The good news for all of those fiction writers out there who want to jump ship is that there are more areas where fiction and non-fiction writing are more similar than where they’re different. In both you’re telling a story, whether that’s the story of people’s lives, or just the story of a place or thing. In both you’re trying to catch the reader’s imagination, and pocketbook as well. And in both your voice shines through all the rubbish produced by the multitude of hacks and copycats out there today on bookstore shelves everywhere.
- Make it Fun: I write non-fiction on a daily basis, not matter what other things I’m doing or how busy my other pursuits are. I’m constantly writing articles, whether they’re about wonderful places in China or Australia, or product descriptions for knives, pots, and pans. I try to make the writing engaging, entertaining, and factual. I try to make it fun. Anyone can write the same old boring way, and countless millions of people do it everyday through emails, reports, and papers. What separates the drudgery of reading this stuff from the sheer joy of reading good stuff is usually dictated by the style and tone of the writer. Don’t bore the pants of your readers, and always try to keep them guessing.

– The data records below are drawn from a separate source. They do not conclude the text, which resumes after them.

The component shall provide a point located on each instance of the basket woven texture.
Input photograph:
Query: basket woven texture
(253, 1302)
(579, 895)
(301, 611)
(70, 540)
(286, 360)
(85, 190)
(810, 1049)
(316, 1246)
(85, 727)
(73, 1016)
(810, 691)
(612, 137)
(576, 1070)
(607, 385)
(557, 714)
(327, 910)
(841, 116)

- Show, Don’t Tell: Let’s get back to that common rule of writing promoted by Mark Twain, “show, don’t tell.” That’s very important in fiction writing, and we see it all the time. “Her breath misted in the air as her nose started to go numb.” Use this same approach in your non-fiction writing. “Vine-encrusted trees leap out at you when you walk through the many dazzling tracks the Lamington National Park has to offer.” Create visual aids for your readers that will take their mind’s eye off of your words and place it on the images you’re describing.

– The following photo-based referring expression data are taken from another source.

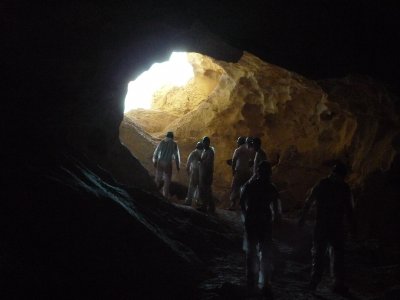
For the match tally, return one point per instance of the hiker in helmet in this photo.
(240, 169)
(192, 168)
(206, 177)
(333, 200)
(260, 206)
(167, 151)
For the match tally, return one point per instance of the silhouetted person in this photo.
(192, 168)
(260, 154)
(333, 200)
(206, 177)
(166, 151)
(256, 198)
(240, 170)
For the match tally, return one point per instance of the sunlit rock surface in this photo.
(304, 125)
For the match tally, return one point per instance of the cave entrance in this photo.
(176, 72)
(169, 97)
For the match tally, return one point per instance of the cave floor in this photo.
(368, 277)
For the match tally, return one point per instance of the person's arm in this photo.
(177, 157)
(308, 203)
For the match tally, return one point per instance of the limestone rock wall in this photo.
(304, 125)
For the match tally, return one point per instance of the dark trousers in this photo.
(322, 240)
(258, 247)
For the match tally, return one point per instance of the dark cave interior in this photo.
(81, 217)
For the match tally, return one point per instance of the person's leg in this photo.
(159, 175)
(211, 203)
(337, 244)
(235, 191)
(266, 249)
(318, 252)
(167, 174)
(252, 263)
(191, 190)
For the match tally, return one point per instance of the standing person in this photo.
(260, 154)
(206, 177)
(256, 198)
(192, 168)
(333, 199)
(166, 151)
(240, 170)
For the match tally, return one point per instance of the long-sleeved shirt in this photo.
(255, 201)
(241, 158)
(207, 166)
(333, 200)
(260, 156)
(166, 151)
(193, 162)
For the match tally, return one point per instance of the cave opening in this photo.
(175, 95)
(175, 72)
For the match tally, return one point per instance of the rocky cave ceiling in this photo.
(304, 124)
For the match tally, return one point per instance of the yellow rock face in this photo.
(303, 124)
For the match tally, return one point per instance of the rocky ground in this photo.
(369, 276)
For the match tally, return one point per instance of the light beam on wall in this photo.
(177, 71)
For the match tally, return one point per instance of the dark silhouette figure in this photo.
(257, 196)
(333, 200)
(206, 172)
(260, 154)
(192, 169)
(240, 170)
(167, 151)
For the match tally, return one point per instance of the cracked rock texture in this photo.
(304, 125)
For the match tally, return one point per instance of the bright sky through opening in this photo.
(177, 71)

- Outline: The creative process is evident in non-fiction writing just as with its fictional cousin, but it needs to be reigned in a bit more. While you’re free to let your mind wander while writing fiction, letting your creative juices flow down from your Amygdala, into your hands, and out onto the paper, non-fiction writing needs a guide. That’s why outlines are often critical when writing non-fiction, and a wonderful place to start.
Well, to tell you the truth, I hate outlines. But I use them. I don’t like writing them, but I do it. And I’ll often find myself going back to look at them when I feel stuck on my longer non-fiction writing tasks. And outlines are simple way for inexperienced non-fiction writers to quickly begin filling up the pages.

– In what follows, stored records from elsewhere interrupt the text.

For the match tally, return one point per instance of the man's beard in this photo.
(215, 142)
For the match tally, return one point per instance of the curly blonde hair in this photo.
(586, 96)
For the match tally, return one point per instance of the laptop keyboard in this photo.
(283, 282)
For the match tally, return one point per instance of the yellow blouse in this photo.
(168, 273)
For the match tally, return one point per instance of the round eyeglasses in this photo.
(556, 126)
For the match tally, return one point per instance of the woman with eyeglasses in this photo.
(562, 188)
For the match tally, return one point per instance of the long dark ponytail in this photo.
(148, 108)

When you write in outline format, you’ll be dictating what your paragraph topics are about. Once you have a few words or sentence for each, expand further. Try to make one paragraph for each point, and by all means, do more if you can. Make further subheadings within your outline when an idea strikes, and just let whatever’s inside of you pour out.
Now go up and clear all of your formatting from MS Word and look at your work. If you’ve do it right, your outline is now a lot of text blocks, that, when properly formatted, will be a nearly complete non-fiction paper. Now all you have to do is smooth the edges with some proper nouns, statistics, and facts. Slap on your opening and closing paragraphs, give it a good title, and voila! your done. Wow, non-fiction writing’s pretty easy after all!